### GAP Data Analytics, Data Retrieval

This Jupyter Notebook allows for automation in the process of extracting GitHub statistics relevant for the redistribution of the GAP programming language. To extract data from the PyGithub API, it is first necessary to install the PyGitHub library. This library provides a Python wrapper for the GitHub REST API.

In [None]:
# Import sys module for various system-specific parameters and functions
# Exclude lines that are already satisfied using the grep search command
import sys
!{sys.executable} -m pip install numpy pandas matplotlib seaborn PyGithub | grep -v 'already satisfied'

# Import required libraries and packages
import requests
from datetime import datetime
from github import Github
from bs4 import BeautifulSoup

# Import modules from other project scripts
from utils import get_github_token

### Managing GitHub API Connection

Connecting to GitHub and verifying the user GitHub token is done through storing the access token as an environment variable. This way, the access token is not exposed in the script. The function for getting the token is imported from the utils file in the project. The API has a call limit of 5000 calls per hour, which creates the need to track the usage and remaining calls.

In [None]:
# Get the GitHub access token and create instance of the GitHub class
github_token = get_github_token()
if github_token:
    g = Github(github_token)

In [None]:
# Track the rate limit for GitHub compared to calls used, and see when the limit will reset
remaining_requests, request_limit = g.rate_limiting
print(f"Request Limit for API Calls: {request_limit}")
print(f"Remaining Requests for API Calls: {remaining_requests}")
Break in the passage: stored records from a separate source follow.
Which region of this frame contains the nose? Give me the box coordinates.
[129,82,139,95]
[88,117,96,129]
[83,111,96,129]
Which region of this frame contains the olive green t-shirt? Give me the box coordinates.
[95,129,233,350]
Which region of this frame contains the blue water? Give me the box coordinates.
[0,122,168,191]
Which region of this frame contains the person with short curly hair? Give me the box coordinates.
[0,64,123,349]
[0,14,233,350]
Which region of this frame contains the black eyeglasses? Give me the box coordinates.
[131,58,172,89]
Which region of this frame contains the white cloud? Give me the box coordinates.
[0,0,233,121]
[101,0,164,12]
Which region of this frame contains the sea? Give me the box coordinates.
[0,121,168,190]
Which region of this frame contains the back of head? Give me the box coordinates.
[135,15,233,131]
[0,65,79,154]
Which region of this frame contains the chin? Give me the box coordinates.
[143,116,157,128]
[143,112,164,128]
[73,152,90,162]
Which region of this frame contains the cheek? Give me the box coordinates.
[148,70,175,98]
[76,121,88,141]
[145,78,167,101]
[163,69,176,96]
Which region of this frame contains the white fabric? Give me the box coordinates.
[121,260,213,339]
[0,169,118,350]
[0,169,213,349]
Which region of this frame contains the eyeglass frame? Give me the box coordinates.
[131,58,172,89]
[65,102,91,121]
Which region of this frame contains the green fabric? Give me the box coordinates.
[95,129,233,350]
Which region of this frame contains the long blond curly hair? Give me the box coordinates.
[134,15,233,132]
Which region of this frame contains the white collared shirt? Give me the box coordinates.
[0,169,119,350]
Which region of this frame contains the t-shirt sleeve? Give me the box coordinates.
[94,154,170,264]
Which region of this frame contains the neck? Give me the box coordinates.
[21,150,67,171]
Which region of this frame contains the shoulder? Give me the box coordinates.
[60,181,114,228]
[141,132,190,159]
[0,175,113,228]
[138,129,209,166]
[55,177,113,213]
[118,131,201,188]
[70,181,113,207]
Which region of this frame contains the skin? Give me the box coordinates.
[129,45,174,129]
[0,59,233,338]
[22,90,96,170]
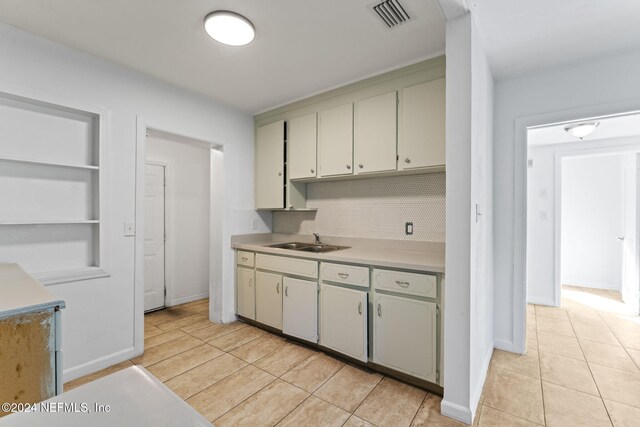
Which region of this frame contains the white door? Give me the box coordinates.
[236,267,255,320]
[144,163,165,312]
[318,103,354,177]
[320,284,367,362]
[282,277,318,343]
[622,156,640,314]
[354,91,397,174]
[373,293,437,382]
[289,113,318,180]
[255,120,284,209]
[256,271,283,329]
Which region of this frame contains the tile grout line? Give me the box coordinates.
[533,306,547,427]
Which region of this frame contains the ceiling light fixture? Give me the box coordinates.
[204,11,255,46]
[564,121,599,140]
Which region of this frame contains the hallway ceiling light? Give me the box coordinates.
[564,121,600,140]
[204,11,255,46]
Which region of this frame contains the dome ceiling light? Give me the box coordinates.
[564,121,600,140]
[204,11,255,46]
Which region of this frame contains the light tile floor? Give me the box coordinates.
[65,286,640,426]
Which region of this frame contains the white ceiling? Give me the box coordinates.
[0,0,445,113]
[528,113,640,146]
[473,0,640,78]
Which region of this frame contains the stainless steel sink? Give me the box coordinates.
[265,242,350,253]
[266,242,312,250]
[298,244,350,253]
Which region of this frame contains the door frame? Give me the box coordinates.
[143,161,168,312]
[512,98,640,354]
[134,116,224,355]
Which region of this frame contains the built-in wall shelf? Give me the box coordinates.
[0,220,100,225]
[0,155,99,170]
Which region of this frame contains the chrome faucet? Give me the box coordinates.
[313,233,322,245]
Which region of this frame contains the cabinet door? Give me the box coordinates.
[255,271,283,329]
[320,284,367,362]
[236,267,255,320]
[282,277,318,343]
[399,78,445,170]
[373,293,437,382]
[355,91,397,174]
[289,113,317,180]
[255,120,284,209]
[318,103,353,177]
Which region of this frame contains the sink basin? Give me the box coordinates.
[265,242,350,253]
[266,242,311,249]
[298,244,350,253]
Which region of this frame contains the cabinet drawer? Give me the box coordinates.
[256,253,318,279]
[237,251,255,267]
[372,268,437,298]
[321,262,369,288]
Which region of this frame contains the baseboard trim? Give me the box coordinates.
[470,342,494,420]
[527,296,556,306]
[494,338,515,352]
[566,281,620,291]
[167,292,209,307]
[441,400,473,425]
[63,346,138,383]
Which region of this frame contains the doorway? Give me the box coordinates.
[144,162,166,312]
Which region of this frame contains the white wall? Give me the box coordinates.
[146,134,211,305]
[0,22,270,380]
[494,46,640,351]
[441,12,495,425]
[561,155,624,290]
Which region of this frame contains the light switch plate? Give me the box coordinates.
[124,222,136,236]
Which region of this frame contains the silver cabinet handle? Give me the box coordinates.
[338,272,349,279]
[346,164,351,170]
[278,171,282,176]
[358,301,362,315]
[249,277,253,288]
[358,164,364,169]
[241,256,248,262]
[311,169,315,174]
[395,280,410,288]
[285,286,288,297]
[377,303,381,317]
[618,236,625,241]
[276,283,280,293]
[405,158,411,163]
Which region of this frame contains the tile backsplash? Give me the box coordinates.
[273,173,445,242]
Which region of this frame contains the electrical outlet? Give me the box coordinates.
[405,222,413,235]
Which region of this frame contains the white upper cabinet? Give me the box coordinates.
[289,113,317,180]
[355,91,398,174]
[399,78,445,170]
[255,120,284,209]
[318,103,353,177]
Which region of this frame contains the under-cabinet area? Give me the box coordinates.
[233,241,444,389]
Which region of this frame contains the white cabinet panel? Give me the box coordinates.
[355,91,397,174]
[255,120,284,209]
[399,78,445,170]
[321,262,369,288]
[289,113,317,180]
[256,253,318,279]
[255,271,283,329]
[373,293,437,382]
[236,267,255,320]
[282,277,318,343]
[237,251,254,267]
[372,269,437,299]
[320,284,367,362]
[318,103,353,177]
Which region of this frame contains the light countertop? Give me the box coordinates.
[0,263,65,320]
[232,234,445,273]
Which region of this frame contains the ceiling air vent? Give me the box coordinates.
[370,0,412,29]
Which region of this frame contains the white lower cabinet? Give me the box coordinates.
[373,293,437,382]
[320,283,368,362]
[282,277,318,343]
[236,267,255,320]
[255,271,283,329]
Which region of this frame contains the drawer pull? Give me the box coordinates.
[276,283,280,294]
[358,301,362,315]
[338,272,350,279]
[285,286,288,297]
[241,257,248,262]
[395,280,410,288]
[377,303,382,317]
[249,277,252,288]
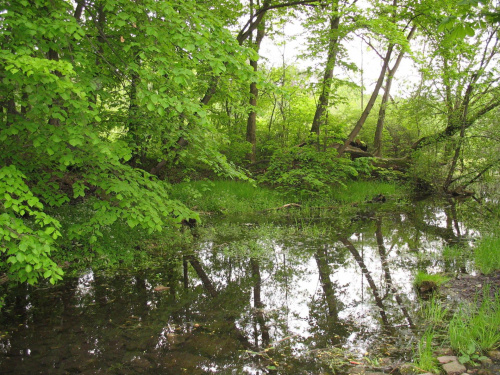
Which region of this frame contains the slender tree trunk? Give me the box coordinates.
[128,54,141,165]
[373,25,416,156]
[375,218,415,330]
[246,16,266,163]
[268,96,277,133]
[310,6,341,135]
[443,101,470,192]
[47,47,63,127]
[73,0,85,21]
[183,256,189,289]
[5,99,17,128]
[337,44,394,157]
[186,255,218,298]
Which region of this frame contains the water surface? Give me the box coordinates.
[0,199,478,374]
limit_reset_time = g.rate_limiting_resettime
reset_time = datetime.fromtimestamp(limit_reset_time).strftime('%Y-%m-%d %H:%M:%S')
print(f"Reset Time for API Calls: {reset_time}")

### General GAP Package and Distribution Statistics

Core statistical metrics based on the general state of packages, relevant for the management of GAP from GitHub, are provided below. These numbers are helpful in providing some foundational understanding of the current sitation of the programming language, in terms of development, distribution and redistribution.

In [None]:
# Number of GAP packages hosted in the gap-packages organisation on GitHub
org_name = "gap-packages"
org = g.get_organization(org_name)

# Get the number of repositories that are public
repos = org.get_repos(type="public")
total_packages = repos.totalCount
print(f"Number of GAP packages fra GAP Respository: {total_packages}")

In [None]:
# Number of GAP packages hosted elsewhere on GitHub
# The information is attempted gathered through the web scraping technique provided by Beautiful Soup
# NB: These numbers are only indicative and not completely accurate due to the webpage listing style, counts per parent list item
url = "https://gap-packages.github.io/"
response = requests.get(url)

# Create a BeautifulSoup object to parse the HTML content
soup = BeautifulSoup(response.text, "html.parser")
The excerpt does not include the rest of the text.